282     cycles for 100 * cmp esi
246     cycles for 100 * cmp si
244     cycles for 100 * cmp dx


Siekmanski

Intel(R) Core(TM) i7-4930K CPU @ 3.40GHz (SSE4)

223     cycles for 100 * cmp esi
223     cycles for 100 * cmp si
220     cycles for 100 * cmp dx

225     cycles for 100 * cmp esi
223     cycles for 100 * cmp si
221     cycles for 100 * cmp dx

225     cycles for 100 * cmp esi
224     cycles for 100 * cmp si
223     cycles for 100 * cmp dx

4       bytes for cmp esi
5       bytes for cmp si
5       bytes for cmp dx
Creative coders use backward thinking techniques as a strategy.

jj2007

Thanxalot :biggrin:

In case somebody is curious:

ciL1:
      movups xmm0, oword ptr [ecx]
      movapd xmm1, [edx]
      movaps xmm2, xmm4
      pcmpgtb xmm2, xmm1
      por xmm0, xmm3          ; orps is shorter but marginally
      por xmm1, xmm3          ; slower e.g. on i7-4930K
      pcmpeqb xmm0, xmm1      ; compare packed bytes for equality
      lea edx, [edx+16]       ; increase position
      lea ecx, [ecx+16]       ; in memory
      pmovmskb eax, xmm2      ; set byte mask in eax
      pmovmskb esi, xmm0      ; set byte mask in esi
      test eax, eax
      jne @F
      cmp si, -1
      je ciL1

hutch--

Try replacing the LEA with ADD, it should be faster on Intel hardware.

jj2007

Quote from: hutch-- on September 27, 2014, 12:24:05 PM
Try replacing the LEA with ADD, it should be faster on Intel hardware.

To be tested, of course... :biggrin:

Intel(R) Celeron(R) M CPU        420  @ 1.60GHz (SSE3)
453     cycles for 100 * lea
459     cycles for 100 * add

454     cycles for 100 * lea
458     cycles for 100 * add

453     cycles for 100 * lea
463     cycles for 100 * add


Intel(R) Core(TM) i5-2450M CPU @ 2.50GHz (SSE4)
226     cycles for 100 * lea
252     cycles for 100 * add

235     cycles for 100 * lea
306     cycles for 100 * add

218     cycles for 100 * lea
256     cycles for 100 * add


Size is identical.

hutch--

Seems to be a normal hardware variation, this is the result on this i7.

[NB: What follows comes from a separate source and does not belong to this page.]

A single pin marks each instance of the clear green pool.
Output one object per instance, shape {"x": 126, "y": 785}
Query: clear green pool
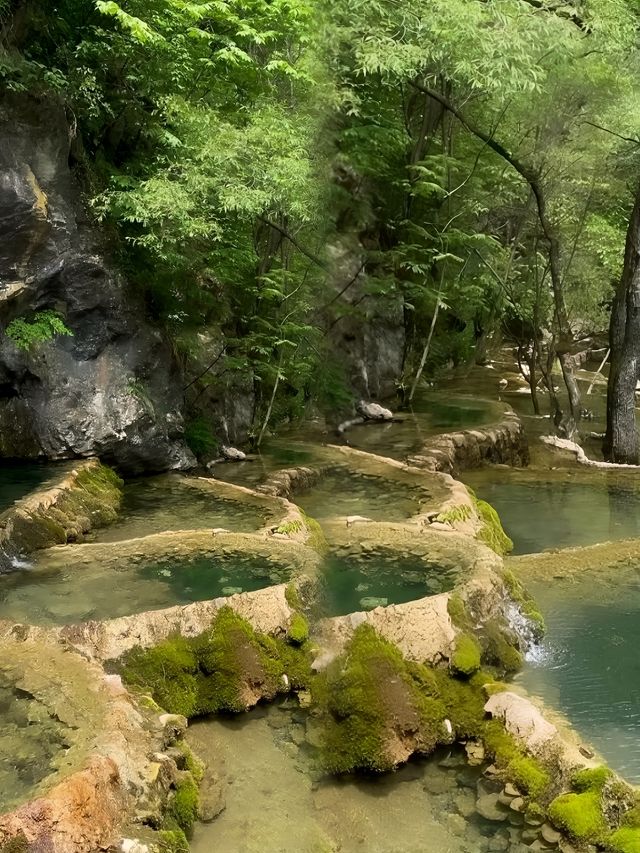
{"x": 93, "y": 590}
{"x": 362, "y": 582}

Intel(R) Core(TM) i7 CPU         860  @ 2.80GHz (SSE4)

333     cycles for 100 * lea
334     cycles for 100 * add

337     cycles for 100 * lea
334     cycles for 100 * add

333     cycles for 100 * lea
334     cycles for 100 * add

24      bytes for lea
24      bytes for add


--- ok ---


guga

Intel(R) Core(TM) i7 CPU         870  @ 2.93GHz (SSE4)

182 cycles for 100 * por
185 cycles for 100 * orps

187 cycles for 100 * por
200 cycles for 100 * orps

185 cycles for 100 * por
184 cycles for 100 * orps

10 bytes for por
9 bytes for orps


--- ok ---





Intel(R) Core(TM) i7 CPU         870  @ 2.93GHz (SSE4)

282 cycles for 100 * lea
283 cycles for 100 * add

281 cycles for 100 * lea
282 cycles for 100 * add

281 cycles for 100 * lea
283 cycles for 100 * add

24 bytes for lea
24 bytes for add


--- ok ---

Coding in Assembly requires a mix of:
80% of brain, passion, intuition, creativity
10% of programming skills
10% of alcoholic levels in your blood.

My Code Sites:
http://rosasm.freeforums.org
http://winasm.tripod.com

Siekmanski

Intel(R) Core(TM) i7-4930K CPU @ 3.40GHz (SSE4)

267     cycles for 100 * lea
282     cycles for 100 * add

269     cycles for 100 * lea
280     cycles for 100 * add

265     cycles for 100 * lea
282     cycles for 100 * add

24      bytes for lea
24      bytes for add
Creative coders use backward thinking techniques as a strategy.